Even if all of your wishes came true in active addiction, you would still be miserable. Even with all of the money in the world, all of the drugs in the world, and being completely absolved of all your responsibilities, even if all your wishes came true–you would still be miserable.
In my moment of surrender this is the truth that I grasped. I finally saw the future, I could see that no matter what happened or what changed that I would still be chasing happiness forever if I stayed on drugs.
This is what the glorious moment of surrender is really like–you don’t realize that you can be happy in recovery, instead, you realize that you will be miserable forever in addiction.

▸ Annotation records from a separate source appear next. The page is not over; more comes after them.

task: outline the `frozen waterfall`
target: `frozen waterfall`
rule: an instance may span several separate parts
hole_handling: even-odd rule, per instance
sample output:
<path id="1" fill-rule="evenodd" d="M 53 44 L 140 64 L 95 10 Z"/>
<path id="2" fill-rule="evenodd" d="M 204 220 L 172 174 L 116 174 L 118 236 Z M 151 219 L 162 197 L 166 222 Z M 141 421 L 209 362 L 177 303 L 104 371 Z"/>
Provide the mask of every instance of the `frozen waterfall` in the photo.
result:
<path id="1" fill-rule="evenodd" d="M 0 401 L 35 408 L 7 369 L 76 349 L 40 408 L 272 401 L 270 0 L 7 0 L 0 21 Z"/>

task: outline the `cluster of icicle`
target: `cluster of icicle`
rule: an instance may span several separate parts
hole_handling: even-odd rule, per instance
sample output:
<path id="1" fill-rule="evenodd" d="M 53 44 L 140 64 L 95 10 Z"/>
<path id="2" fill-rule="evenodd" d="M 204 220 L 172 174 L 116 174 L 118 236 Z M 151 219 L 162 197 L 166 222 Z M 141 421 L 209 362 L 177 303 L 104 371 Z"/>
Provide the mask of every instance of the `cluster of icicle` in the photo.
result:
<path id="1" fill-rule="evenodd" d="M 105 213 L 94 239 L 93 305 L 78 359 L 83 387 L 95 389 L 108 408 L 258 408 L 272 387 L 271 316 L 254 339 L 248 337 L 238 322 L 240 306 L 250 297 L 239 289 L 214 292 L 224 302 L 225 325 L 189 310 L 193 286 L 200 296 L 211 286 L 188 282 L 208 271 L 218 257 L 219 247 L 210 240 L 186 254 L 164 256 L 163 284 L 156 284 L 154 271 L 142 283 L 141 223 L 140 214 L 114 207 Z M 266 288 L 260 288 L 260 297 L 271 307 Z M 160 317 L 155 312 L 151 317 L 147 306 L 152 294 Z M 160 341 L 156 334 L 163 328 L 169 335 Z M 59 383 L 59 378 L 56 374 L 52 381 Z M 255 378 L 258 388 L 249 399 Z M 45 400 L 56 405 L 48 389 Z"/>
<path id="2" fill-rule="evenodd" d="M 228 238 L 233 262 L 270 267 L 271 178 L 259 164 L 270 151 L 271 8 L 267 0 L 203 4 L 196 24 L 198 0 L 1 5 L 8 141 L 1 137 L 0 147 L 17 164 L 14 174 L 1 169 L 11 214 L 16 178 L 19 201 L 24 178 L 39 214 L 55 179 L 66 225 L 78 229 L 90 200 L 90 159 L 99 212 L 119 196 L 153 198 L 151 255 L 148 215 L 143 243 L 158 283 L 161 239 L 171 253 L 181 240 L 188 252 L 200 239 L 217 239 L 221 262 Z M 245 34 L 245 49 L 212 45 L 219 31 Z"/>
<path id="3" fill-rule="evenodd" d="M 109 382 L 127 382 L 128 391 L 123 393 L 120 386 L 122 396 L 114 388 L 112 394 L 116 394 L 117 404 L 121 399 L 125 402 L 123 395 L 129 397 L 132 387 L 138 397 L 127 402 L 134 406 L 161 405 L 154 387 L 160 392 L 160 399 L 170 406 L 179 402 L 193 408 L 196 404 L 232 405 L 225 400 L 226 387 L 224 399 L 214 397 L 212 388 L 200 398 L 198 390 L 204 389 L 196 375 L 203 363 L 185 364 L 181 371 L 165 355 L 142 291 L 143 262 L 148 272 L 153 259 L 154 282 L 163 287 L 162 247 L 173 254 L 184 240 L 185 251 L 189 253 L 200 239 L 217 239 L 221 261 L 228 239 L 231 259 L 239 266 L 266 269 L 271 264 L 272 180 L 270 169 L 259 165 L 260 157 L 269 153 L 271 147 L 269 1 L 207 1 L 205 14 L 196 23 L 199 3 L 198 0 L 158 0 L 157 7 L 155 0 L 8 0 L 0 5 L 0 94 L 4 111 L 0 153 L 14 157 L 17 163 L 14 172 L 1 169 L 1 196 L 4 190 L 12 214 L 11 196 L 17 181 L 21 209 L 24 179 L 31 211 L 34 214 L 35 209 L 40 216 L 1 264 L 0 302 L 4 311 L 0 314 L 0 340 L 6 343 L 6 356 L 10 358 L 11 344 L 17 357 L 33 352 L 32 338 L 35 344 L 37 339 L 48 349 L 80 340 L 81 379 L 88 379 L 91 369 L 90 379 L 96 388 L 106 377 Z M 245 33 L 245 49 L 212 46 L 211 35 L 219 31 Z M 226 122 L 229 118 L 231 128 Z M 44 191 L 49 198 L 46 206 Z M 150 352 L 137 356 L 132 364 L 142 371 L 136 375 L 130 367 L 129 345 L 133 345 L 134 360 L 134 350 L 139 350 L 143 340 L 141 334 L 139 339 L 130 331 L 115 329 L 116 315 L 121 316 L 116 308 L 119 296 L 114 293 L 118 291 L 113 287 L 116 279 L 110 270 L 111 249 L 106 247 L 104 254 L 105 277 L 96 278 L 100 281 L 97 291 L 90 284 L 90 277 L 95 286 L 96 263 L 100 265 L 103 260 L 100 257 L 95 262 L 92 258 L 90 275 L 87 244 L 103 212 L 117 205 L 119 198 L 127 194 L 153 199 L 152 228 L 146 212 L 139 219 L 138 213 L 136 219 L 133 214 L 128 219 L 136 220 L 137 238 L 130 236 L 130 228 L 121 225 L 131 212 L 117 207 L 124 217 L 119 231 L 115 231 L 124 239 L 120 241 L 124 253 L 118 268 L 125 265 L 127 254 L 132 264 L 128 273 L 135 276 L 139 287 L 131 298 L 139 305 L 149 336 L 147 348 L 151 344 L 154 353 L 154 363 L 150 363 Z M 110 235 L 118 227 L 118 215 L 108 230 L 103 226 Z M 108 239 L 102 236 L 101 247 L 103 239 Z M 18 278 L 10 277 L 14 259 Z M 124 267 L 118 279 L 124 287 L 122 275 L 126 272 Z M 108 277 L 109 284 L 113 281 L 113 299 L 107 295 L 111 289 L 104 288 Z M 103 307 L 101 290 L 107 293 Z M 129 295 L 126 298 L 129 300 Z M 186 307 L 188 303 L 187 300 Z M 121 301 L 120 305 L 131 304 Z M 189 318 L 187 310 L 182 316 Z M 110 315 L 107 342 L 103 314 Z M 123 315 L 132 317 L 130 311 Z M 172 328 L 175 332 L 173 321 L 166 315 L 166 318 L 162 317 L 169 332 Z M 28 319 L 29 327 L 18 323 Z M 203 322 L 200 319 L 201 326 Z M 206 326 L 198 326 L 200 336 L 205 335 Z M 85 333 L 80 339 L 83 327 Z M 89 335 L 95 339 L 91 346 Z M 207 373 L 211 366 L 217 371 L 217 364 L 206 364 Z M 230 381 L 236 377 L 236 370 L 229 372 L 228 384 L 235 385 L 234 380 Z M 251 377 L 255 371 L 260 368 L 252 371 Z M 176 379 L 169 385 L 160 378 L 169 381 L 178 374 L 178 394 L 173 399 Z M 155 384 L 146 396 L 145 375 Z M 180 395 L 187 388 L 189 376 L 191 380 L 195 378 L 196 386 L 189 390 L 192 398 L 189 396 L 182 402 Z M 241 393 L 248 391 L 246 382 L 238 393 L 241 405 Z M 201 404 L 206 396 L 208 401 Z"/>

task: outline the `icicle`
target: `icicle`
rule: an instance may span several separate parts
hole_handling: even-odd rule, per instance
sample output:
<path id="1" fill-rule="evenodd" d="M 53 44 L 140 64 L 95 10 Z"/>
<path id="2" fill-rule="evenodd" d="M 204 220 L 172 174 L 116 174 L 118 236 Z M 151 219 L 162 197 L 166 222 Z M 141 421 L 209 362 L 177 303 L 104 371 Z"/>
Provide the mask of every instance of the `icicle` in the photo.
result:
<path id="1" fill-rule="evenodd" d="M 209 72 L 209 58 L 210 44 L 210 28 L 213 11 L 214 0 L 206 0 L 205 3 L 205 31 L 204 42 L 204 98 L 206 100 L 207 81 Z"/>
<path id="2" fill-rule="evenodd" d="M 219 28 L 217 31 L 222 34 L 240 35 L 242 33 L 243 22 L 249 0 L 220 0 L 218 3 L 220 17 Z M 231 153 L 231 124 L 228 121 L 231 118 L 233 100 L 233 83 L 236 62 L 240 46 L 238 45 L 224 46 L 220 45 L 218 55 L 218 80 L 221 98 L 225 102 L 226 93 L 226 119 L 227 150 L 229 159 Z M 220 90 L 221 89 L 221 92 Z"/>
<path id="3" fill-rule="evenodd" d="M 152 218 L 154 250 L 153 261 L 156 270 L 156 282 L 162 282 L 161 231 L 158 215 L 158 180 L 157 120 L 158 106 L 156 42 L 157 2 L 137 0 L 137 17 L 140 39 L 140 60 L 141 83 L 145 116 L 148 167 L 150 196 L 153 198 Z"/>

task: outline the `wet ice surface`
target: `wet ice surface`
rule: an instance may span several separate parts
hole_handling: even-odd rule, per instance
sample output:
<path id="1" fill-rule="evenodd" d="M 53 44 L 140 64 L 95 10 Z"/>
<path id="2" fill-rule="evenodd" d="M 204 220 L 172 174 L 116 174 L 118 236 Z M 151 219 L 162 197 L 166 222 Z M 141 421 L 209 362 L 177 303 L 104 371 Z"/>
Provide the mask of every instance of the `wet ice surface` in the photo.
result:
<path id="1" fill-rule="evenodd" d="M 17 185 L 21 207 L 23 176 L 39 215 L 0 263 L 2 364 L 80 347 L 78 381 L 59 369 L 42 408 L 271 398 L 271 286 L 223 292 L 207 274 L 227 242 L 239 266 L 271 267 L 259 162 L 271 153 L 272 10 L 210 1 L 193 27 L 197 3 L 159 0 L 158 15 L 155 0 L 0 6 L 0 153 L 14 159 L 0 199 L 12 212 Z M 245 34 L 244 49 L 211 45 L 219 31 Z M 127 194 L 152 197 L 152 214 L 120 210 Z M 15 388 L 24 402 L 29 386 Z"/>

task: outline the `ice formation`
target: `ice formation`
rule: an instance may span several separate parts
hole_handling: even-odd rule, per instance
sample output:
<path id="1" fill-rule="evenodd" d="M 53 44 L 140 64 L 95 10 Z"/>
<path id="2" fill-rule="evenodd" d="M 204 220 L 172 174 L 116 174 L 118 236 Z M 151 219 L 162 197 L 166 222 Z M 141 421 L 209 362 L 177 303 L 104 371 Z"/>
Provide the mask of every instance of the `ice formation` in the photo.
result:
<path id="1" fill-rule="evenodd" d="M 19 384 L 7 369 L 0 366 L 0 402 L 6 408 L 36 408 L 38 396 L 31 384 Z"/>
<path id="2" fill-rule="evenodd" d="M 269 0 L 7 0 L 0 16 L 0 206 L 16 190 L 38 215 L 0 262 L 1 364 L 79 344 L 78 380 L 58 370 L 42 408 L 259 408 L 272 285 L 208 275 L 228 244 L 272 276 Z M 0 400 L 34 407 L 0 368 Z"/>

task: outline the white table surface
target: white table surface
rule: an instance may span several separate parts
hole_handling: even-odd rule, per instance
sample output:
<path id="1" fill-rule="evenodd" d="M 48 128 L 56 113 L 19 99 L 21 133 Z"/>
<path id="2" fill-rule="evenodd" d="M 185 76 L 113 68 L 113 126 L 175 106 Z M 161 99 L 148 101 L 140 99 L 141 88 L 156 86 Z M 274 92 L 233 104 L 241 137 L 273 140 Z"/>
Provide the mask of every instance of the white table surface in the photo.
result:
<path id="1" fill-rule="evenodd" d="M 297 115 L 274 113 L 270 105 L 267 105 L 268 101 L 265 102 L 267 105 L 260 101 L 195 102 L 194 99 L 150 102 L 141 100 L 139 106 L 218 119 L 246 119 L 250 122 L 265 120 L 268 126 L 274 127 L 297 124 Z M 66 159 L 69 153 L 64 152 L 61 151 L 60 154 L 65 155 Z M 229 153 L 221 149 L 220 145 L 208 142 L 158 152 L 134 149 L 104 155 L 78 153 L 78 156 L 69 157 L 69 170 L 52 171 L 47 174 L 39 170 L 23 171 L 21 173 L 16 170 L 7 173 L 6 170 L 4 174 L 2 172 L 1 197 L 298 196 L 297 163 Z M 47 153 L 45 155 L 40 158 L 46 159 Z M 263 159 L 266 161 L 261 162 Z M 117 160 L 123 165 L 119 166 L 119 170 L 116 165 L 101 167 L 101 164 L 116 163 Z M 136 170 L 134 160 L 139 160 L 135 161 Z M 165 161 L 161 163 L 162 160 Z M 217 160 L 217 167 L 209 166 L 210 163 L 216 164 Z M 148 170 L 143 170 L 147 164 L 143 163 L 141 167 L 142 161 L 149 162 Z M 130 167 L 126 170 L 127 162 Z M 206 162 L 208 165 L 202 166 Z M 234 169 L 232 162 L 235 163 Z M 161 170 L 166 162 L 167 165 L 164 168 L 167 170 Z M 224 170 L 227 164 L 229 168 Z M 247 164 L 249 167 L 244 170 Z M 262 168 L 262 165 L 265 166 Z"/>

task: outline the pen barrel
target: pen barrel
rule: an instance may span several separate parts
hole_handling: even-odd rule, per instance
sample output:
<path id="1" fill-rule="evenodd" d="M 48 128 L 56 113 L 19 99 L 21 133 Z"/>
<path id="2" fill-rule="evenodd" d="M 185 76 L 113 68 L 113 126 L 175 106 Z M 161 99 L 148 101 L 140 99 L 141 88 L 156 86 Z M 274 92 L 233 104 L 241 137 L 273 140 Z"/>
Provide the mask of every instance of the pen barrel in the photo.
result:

This is what creates willingness. You get a clear glimpse into your own future (in addiction) and you decide that you don’t like it.
Anything is better than endless misery, even if it is a little scary, right?
And that is what taking the plunge into recovery is–it is scary. Most of us will never admit it, but we are scared to try to recover. It is fear that keeps us trapped in addiction.
The key to getting through the first year of sobriety
The key to success in early recovery is based on the depth of your surrender.
This simple truth does not make it any easier, but the path is clear enough for those who are desperate. You have to surrender fully, ask for help, and then follow the advice that you are given.
The amount of support and action that you must take in early recovery is probably overwhelming to most people. Chances are good that you are probably underestimating this effort.
You cannot approach the recovery decision in the same way that you make other decisions. Instead, you must approach it the same way you make other lifestyle decisions (such as: I need to lose 100 pounds and be able to run a marathon). Those kinds of decisions are not trivial. You can’t just make a few changes over the course of week, month, or even year and expect it to turn out well. Instead it takes a sustained effort that requires serious dedication and commitment. This is why the depth of your surrender is so critical. If you only surrender “on the surface” then you will not be able to sustain your recovery in the long run.
Complete and total surrender is what your success in recovery hinges upon. People who relapse have failed to surrender fully and are therefore not willing to put in the work required to stay clean and sober.
Have you committed fully to recovery? Have you surrendered completely to your disease?